Aunque todo parece servido para la explotación del turismo, lo cierto es que la crisis ha azotado fuertemente a la comunidad y los lancheros se han visto obligados a elevar estrepitosamente los precios para poder cubrir medianamente los mantenimientos de las embarcaciones que transportan a los visitantes, desde el malecón hasta el paraíso.

“El ministerio de Turismo no nos presta la mínima colaboración para cubrir los repuestos de las lanchas y todo se ha triplicado, un motor sencillo fácilmente puede sobrepasar los 100 mil bolívares, y solamente la lona que funge de techo para protegernos del sol, pasó de cinco a 40 mil”, aseguró uno de los transportistas del puerto Virgen del Valle.

Los paseos van desde tres mil (un cayo) hasta 50 mil bolívares (un recorrido con hasta ocho paradas), “afortunadamente las personas siguen interesadas en conocer las bellezas de Venezuela, pero la verdad es que el deterioro de los equipos, la falta de comida en los restaurantes y la apariencia descuidada de las casas, desalienta a más de uno”, comentó María Aguirre, artesana que ofrece recuerdos al pie del puerto.

Todo se ha visto afectado por la escasez y la falta de inversión, las posadas se han visto limitadas a la hora de ofrecer comidas en los paquetes de hospedaje, y los restaurantes han tenido que recurrir a una gastronomía poco playera por los elevados costos de los productos del mar.

El esfuerzo y reto es para todos

Aunque es necesario que los entes especializados se detengan a mirar lo que han descuidado, ayer y hoy, también es cierto que la concientización es trabajo de todos, así como aprender a cuidar y desarrollar armónicamente nuestros sitios turísticos es una misión, que además de potenciar nuestras riquezas naturales ha de evocar el amor que tenemos por lo nuestro.

La falta de algunos productos y hasta el descuido de fachadas se entiende en medio de la emergencia, pero la desatención que muestran las calles sucias y el puerto lleno de botellas vacías, es algo injustificable para los turistas y un reto para los propios pobladores que viven del tránsito de esas calles. La labor social no es solo un requisito académico, es también un requerimiento humano.

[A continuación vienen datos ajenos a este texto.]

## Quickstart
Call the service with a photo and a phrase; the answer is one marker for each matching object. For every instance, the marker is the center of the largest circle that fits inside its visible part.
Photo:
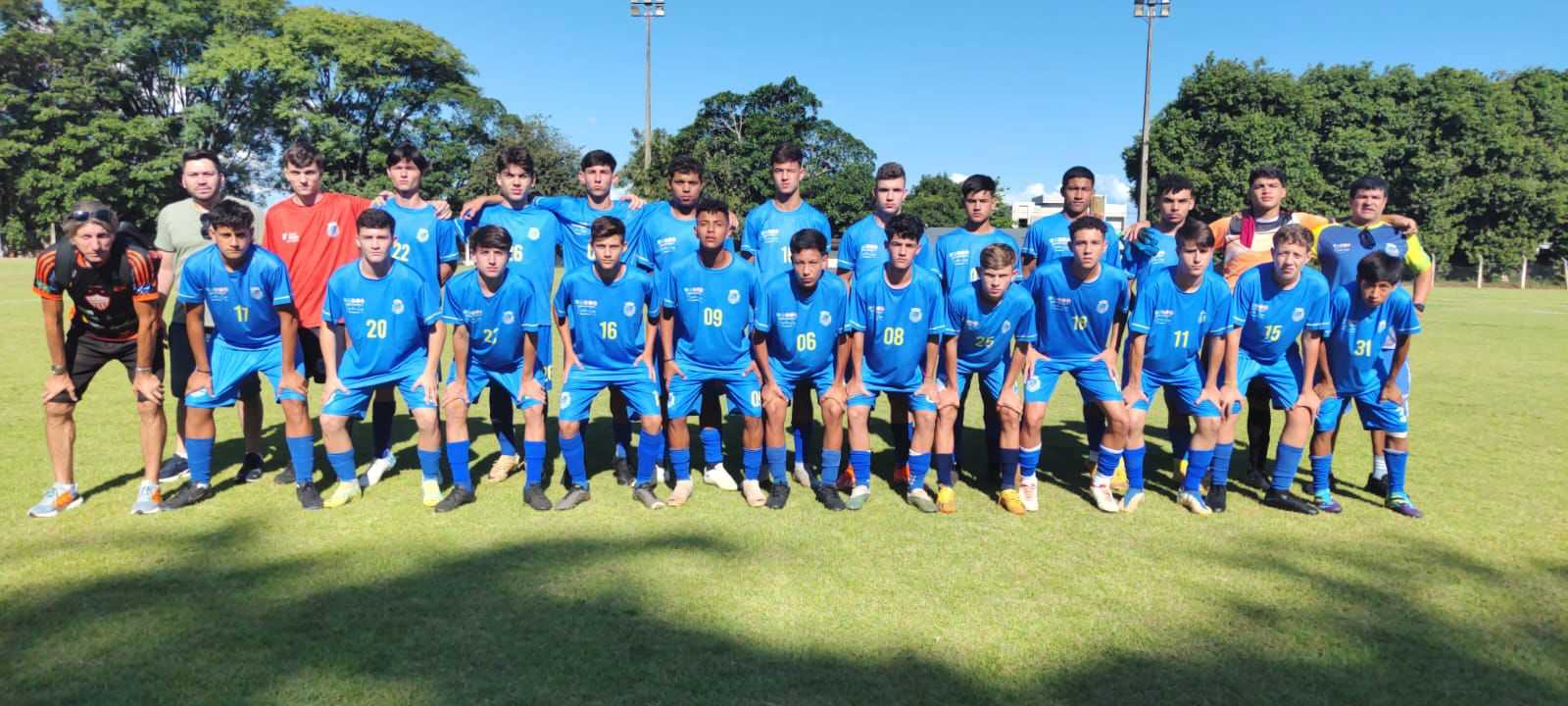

Por tanto, el llamado y sugerencia es a pobladores, lancheros, artesanos, y ¿por qué no?, a estudiantes, que si desean realizar un servicio voluntario o cumplirlo por requerimiento expreso de la ley, pueden limpiar las playas y los puertos, crear cultura y educación, para así poder disfrutar todos de un paraíso pleno.

Venezuela está enfrentando una acentuada crisis económica, política y social, sentarse a hacerse eco de ello es tan inútil, como no centrarse en procurar soluciones, y ciertamente, una de las acciones que nos permitirá sobreponernos, es repotenciar el turismo. Entonces, enfoquémonos en la recuperación de lo que por naturaleza ya es una bendición.